Many-body braiding phases in a rotating strongly correlated photon gas
R. O. Umucalilar, I. Carusotto

TL;DR
This paper theoretically investigates a rotating, strongly correlated photon gas in a cavity, demonstrating the creation and braiding of quasi-holes in a quantum Hall-like state, revealing many-body Berry phases through spectral shifts.
Contribution
It introduces a method to generate and manipulate quasi-holes in a photon gas, providing a novel way to observe many-body topological phases in photonic systems.
Findings
Observation of Laughlin-like photon eigenstates as spectral resonances
Creation and braiding of quasi-holes in the photon gas
Detection of many-body Berry phase via spectral shifts
Abstract
We present a theoretical study of a rotating trapped photon gas where a Laguerre-Gauss laser pump with a non-zero orbital angular momentum is used to inject rotating photons into a cavity with strong optical nonlinearity.
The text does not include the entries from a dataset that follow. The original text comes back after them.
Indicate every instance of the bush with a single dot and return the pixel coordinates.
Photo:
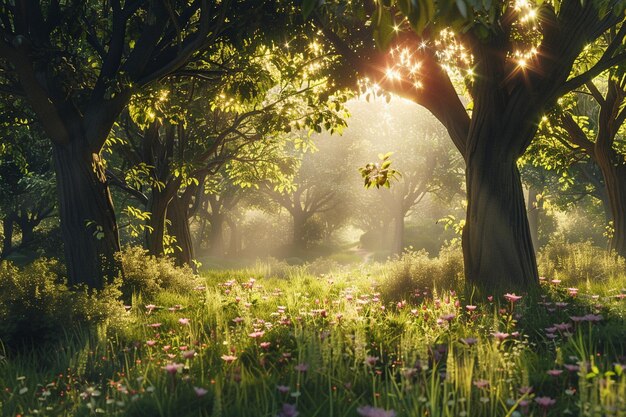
(148, 274)
(416, 270)
(37, 307)
(579, 262)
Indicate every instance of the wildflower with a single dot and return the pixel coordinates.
(469, 341)
(288, 410)
(283, 389)
(500, 336)
(371, 360)
(188, 354)
(512, 297)
(448, 317)
(200, 392)
(173, 368)
(481, 383)
(545, 402)
(301, 367)
(229, 358)
(369, 411)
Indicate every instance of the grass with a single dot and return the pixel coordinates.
(251, 343)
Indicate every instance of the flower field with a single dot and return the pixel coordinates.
(245, 343)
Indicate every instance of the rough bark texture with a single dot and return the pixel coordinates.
(7, 241)
(615, 179)
(533, 216)
(497, 245)
(88, 223)
(177, 214)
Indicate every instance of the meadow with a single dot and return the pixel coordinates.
(399, 338)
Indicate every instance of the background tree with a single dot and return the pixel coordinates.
(515, 59)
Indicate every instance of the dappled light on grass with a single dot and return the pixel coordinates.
(337, 344)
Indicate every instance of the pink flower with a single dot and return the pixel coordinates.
(369, 411)
(173, 368)
(469, 341)
(371, 360)
(283, 389)
(500, 336)
(288, 410)
(512, 297)
(188, 354)
(545, 402)
(301, 367)
(229, 358)
(481, 383)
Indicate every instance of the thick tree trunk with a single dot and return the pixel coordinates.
(88, 224)
(398, 234)
(216, 235)
(234, 243)
(157, 206)
(497, 245)
(533, 209)
(177, 214)
(7, 241)
(615, 180)
(299, 222)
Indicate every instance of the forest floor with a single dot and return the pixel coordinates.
(344, 343)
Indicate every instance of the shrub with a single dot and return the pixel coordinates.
(416, 270)
(36, 306)
(148, 274)
(579, 262)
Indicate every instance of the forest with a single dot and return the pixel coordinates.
(314, 208)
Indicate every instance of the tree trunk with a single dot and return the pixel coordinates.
(497, 245)
(615, 180)
(88, 224)
(177, 214)
(7, 242)
(398, 233)
(157, 206)
(533, 215)
(216, 235)
(234, 244)
(299, 222)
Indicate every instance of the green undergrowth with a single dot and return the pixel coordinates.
(398, 338)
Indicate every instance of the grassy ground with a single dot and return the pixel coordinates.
(346, 343)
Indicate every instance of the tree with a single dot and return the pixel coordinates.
(77, 64)
(515, 59)
(599, 135)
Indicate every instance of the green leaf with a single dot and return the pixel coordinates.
(307, 7)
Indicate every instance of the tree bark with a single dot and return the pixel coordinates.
(88, 224)
(533, 216)
(7, 242)
(157, 206)
(497, 245)
(615, 180)
(177, 214)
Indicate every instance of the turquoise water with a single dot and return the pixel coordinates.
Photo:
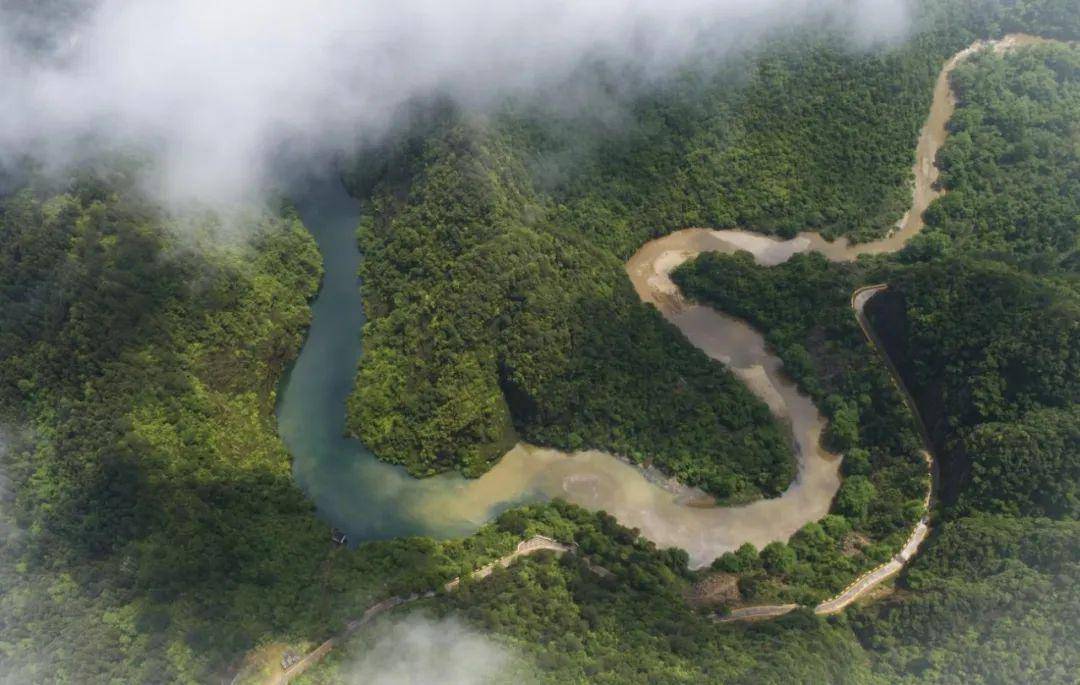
(369, 499)
(353, 491)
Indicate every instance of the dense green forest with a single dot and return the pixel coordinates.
(487, 321)
(804, 309)
(494, 284)
(150, 529)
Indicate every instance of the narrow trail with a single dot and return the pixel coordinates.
(818, 480)
(531, 546)
(734, 344)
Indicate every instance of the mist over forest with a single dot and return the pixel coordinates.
(345, 341)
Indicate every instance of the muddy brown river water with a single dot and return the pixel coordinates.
(369, 499)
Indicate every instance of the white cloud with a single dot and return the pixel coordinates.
(422, 652)
(216, 88)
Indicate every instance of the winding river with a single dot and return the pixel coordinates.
(369, 499)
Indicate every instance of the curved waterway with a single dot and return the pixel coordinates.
(369, 499)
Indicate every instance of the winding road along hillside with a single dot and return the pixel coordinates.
(734, 344)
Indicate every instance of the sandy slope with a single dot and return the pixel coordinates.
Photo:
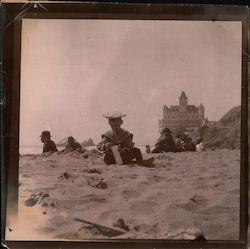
(184, 195)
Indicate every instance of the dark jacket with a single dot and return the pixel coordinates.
(166, 141)
(72, 147)
(49, 146)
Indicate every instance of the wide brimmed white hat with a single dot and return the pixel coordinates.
(113, 115)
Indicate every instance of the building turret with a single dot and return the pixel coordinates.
(183, 100)
(201, 111)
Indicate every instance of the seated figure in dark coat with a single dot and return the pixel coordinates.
(48, 144)
(165, 142)
(123, 139)
(189, 145)
(72, 145)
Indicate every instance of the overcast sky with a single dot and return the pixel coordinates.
(72, 71)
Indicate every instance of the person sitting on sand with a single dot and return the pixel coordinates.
(72, 145)
(48, 144)
(189, 145)
(165, 143)
(123, 139)
(199, 145)
(179, 143)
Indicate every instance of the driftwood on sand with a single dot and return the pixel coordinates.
(107, 231)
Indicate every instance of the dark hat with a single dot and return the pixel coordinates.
(114, 115)
(166, 130)
(45, 134)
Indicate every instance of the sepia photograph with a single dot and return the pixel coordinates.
(129, 129)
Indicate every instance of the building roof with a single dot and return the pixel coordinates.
(183, 95)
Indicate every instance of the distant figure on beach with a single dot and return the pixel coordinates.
(72, 145)
(48, 144)
(120, 139)
(148, 150)
(199, 145)
(189, 145)
(179, 143)
(165, 142)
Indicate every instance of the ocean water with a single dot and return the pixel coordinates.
(38, 149)
(33, 150)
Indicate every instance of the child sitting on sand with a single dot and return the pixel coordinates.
(123, 139)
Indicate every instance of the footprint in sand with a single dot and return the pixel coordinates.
(130, 193)
(144, 207)
(195, 202)
(218, 210)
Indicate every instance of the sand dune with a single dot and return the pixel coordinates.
(185, 195)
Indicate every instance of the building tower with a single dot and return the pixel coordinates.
(183, 100)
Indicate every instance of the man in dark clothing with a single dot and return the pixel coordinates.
(189, 145)
(48, 144)
(72, 145)
(165, 143)
(123, 139)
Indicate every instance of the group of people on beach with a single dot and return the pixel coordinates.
(117, 144)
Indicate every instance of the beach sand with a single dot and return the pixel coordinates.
(186, 194)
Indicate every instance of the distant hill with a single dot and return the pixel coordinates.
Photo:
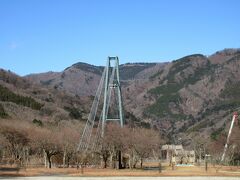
(191, 97)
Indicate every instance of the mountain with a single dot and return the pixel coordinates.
(24, 101)
(189, 98)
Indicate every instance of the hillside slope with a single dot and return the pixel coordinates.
(192, 97)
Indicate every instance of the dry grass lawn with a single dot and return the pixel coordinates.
(167, 171)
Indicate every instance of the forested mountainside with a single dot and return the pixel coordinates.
(194, 94)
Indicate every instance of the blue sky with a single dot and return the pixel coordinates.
(43, 35)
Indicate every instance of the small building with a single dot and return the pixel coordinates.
(177, 155)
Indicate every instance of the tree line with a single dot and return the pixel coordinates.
(27, 144)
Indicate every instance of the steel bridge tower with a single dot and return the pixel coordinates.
(112, 83)
(112, 102)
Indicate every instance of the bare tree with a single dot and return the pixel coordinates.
(47, 141)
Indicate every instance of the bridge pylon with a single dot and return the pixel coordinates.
(111, 110)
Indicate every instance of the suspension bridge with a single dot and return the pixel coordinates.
(106, 106)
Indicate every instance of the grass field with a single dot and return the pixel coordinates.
(167, 171)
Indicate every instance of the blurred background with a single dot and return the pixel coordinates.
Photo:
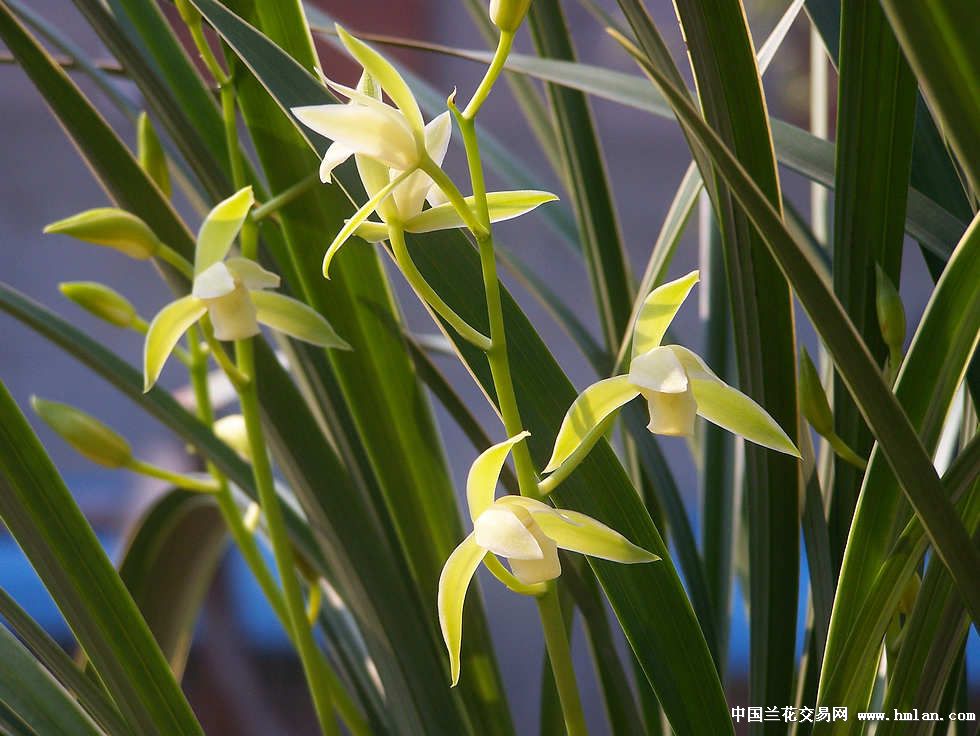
(239, 648)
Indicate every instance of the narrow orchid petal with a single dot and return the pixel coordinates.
(351, 225)
(233, 316)
(251, 275)
(213, 282)
(165, 330)
(220, 228)
(384, 74)
(503, 532)
(372, 232)
(577, 532)
(730, 409)
(379, 132)
(296, 319)
(659, 370)
(502, 206)
(455, 579)
(484, 474)
(592, 406)
(672, 414)
(658, 312)
(368, 98)
(336, 154)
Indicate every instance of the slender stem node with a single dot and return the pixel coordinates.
(417, 281)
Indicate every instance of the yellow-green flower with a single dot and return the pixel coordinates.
(526, 532)
(232, 292)
(391, 146)
(676, 383)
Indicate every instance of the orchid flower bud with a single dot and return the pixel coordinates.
(101, 301)
(151, 156)
(508, 15)
(86, 434)
(112, 228)
(813, 399)
(232, 431)
(891, 313)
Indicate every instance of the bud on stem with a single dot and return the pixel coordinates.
(112, 228)
(90, 437)
(151, 156)
(508, 15)
(891, 319)
(815, 407)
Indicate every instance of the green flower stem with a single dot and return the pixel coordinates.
(493, 72)
(301, 633)
(235, 375)
(285, 197)
(185, 482)
(404, 260)
(552, 622)
(575, 459)
(455, 197)
(556, 639)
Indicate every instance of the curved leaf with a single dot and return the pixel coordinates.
(43, 517)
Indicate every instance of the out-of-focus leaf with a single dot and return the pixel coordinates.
(169, 564)
(664, 635)
(42, 516)
(585, 172)
(940, 45)
(87, 692)
(935, 226)
(38, 701)
(392, 417)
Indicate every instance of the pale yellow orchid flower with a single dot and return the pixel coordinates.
(524, 531)
(232, 292)
(676, 383)
(391, 145)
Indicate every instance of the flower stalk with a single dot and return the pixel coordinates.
(552, 622)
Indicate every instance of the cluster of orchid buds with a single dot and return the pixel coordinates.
(398, 158)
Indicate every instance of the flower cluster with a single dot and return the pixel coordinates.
(398, 158)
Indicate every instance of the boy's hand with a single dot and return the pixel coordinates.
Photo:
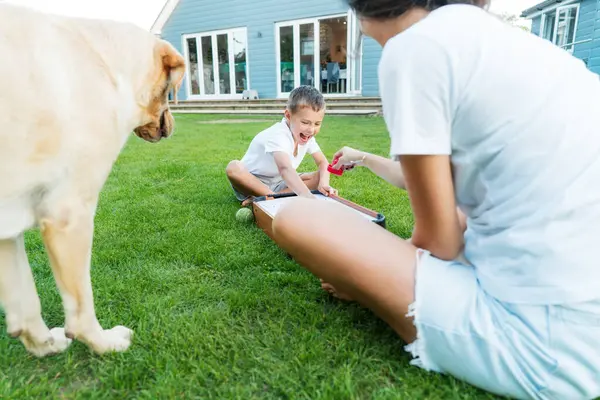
(348, 157)
(326, 189)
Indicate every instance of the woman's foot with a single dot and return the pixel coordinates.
(334, 292)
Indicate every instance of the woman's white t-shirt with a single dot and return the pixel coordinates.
(520, 118)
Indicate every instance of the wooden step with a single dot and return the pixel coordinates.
(360, 112)
(244, 106)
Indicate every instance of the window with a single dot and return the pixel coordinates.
(559, 25)
(217, 63)
(314, 52)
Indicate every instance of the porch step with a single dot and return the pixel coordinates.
(329, 100)
(335, 106)
(273, 106)
(360, 112)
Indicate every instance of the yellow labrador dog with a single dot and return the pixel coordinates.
(71, 92)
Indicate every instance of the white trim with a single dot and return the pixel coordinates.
(551, 8)
(243, 31)
(163, 16)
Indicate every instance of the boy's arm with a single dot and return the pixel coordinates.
(289, 174)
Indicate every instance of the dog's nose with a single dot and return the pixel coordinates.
(163, 127)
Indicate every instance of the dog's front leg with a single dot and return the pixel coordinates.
(68, 238)
(21, 303)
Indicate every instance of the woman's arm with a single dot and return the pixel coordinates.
(438, 226)
(386, 169)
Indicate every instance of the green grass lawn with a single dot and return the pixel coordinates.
(218, 309)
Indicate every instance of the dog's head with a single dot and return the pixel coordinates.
(168, 72)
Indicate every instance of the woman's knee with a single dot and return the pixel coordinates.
(292, 219)
(233, 168)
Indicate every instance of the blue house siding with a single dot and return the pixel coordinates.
(259, 17)
(536, 25)
(587, 28)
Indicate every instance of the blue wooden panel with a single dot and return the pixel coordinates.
(259, 18)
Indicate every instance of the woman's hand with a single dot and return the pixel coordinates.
(348, 157)
(326, 189)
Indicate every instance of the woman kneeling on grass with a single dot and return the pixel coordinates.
(508, 299)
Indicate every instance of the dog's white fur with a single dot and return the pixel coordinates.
(71, 92)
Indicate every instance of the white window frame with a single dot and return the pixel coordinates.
(353, 88)
(213, 35)
(556, 10)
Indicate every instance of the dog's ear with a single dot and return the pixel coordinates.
(173, 65)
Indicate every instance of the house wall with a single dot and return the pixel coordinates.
(259, 17)
(588, 27)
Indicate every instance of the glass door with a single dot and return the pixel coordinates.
(296, 54)
(217, 64)
(315, 52)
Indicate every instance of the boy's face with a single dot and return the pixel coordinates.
(305, 123)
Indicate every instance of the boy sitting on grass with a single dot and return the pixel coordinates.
(270, 163)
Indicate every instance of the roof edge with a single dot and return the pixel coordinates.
(164, 16)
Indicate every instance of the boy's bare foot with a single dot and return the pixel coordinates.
(334, 292)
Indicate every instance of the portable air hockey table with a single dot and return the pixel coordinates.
(265, 209)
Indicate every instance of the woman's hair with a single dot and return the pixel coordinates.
(386, 9)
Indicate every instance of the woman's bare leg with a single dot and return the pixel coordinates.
(354, 255)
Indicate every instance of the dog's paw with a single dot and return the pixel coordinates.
(55, 343)
(117, 339)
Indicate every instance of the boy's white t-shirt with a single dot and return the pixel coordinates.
(520, 118)
(259, 159)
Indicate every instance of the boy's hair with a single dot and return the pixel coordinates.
(305, 96)
(386, 9)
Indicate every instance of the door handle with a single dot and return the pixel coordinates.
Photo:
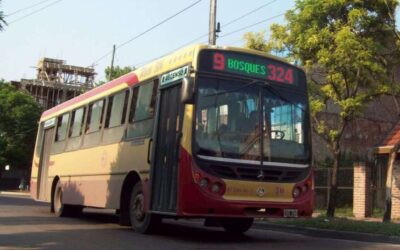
(149, 151)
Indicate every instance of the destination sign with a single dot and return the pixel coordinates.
(250, 66)
(50, 123)
(174, 75)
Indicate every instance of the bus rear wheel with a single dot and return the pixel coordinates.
(141, 221)
(236, 225)
(64, 210)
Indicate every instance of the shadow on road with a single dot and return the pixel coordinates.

The Laughlin-like few-photon eigenstates appear as sharp resonances in the transmission spectra. Using additional localized repulsive potentials, quasi-holes can be created in the quantum Hall liquid of photons and then braided around in space: an unambiguous signature of the many-body Berry phase under exchange of two quasi-holes is observed as a spectral shift of the corresponding transmission resonance.